Of course, both queries are cached, but due to the user-specific nature of this data, it doesn’t help much.
Since non-relational data stores don’t have schemas in the same sense as relational databases, it’s harder to explain the Cassandra model. Non-relational schemas are much more flexible, and they’re mostly convention.
What we did is create a set of buckets per (user, item) pair, with each bucket containing a list of users who dugg the item who are also friends of the viewing user. With this layout, reads don’t require computation.
When an item is dugg, we asynchronously populate Cassandra. This job fetches the list of followers of the digging user, and places one column in each of their buckets. This is a large amount of data for popular users. Kevin Rose, for example, has 40,000 followers. Thanks to Cassandra’s excellent write performance and batch operations, every column is inserted at once, atomically, in under a second.
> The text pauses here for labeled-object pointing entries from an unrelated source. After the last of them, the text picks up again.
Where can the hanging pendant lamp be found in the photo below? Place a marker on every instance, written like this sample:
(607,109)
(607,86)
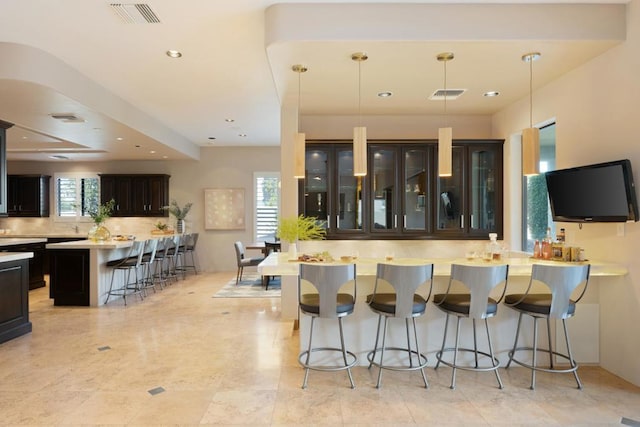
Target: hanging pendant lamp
(531,135)
(445,135)
(299,139)
(359,132)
There’s no such thing as a free lunch, of course, and the fundamental trade-off in this model is CPU vs. disk. We have to store the computed results on disk, rather than generating them on the fly. It’s an acceptable trade-off in our case, since disks are cheap and scaling SQL is very hard.
For this feature, the fully denormalized Cassandra dataset weighs in at 3 terabytes and 76 billion columns.
We haven’t made any secret of our interest in NOSQL in general and Cassandra specifically. We believe in this technology, and we are contributing to its ongoing development, both by submitting patches and by funding development of features necessary to support wide scale deployment.
This is the first thing we’ve migrated to Cassandra, but it definitely won’t be the last.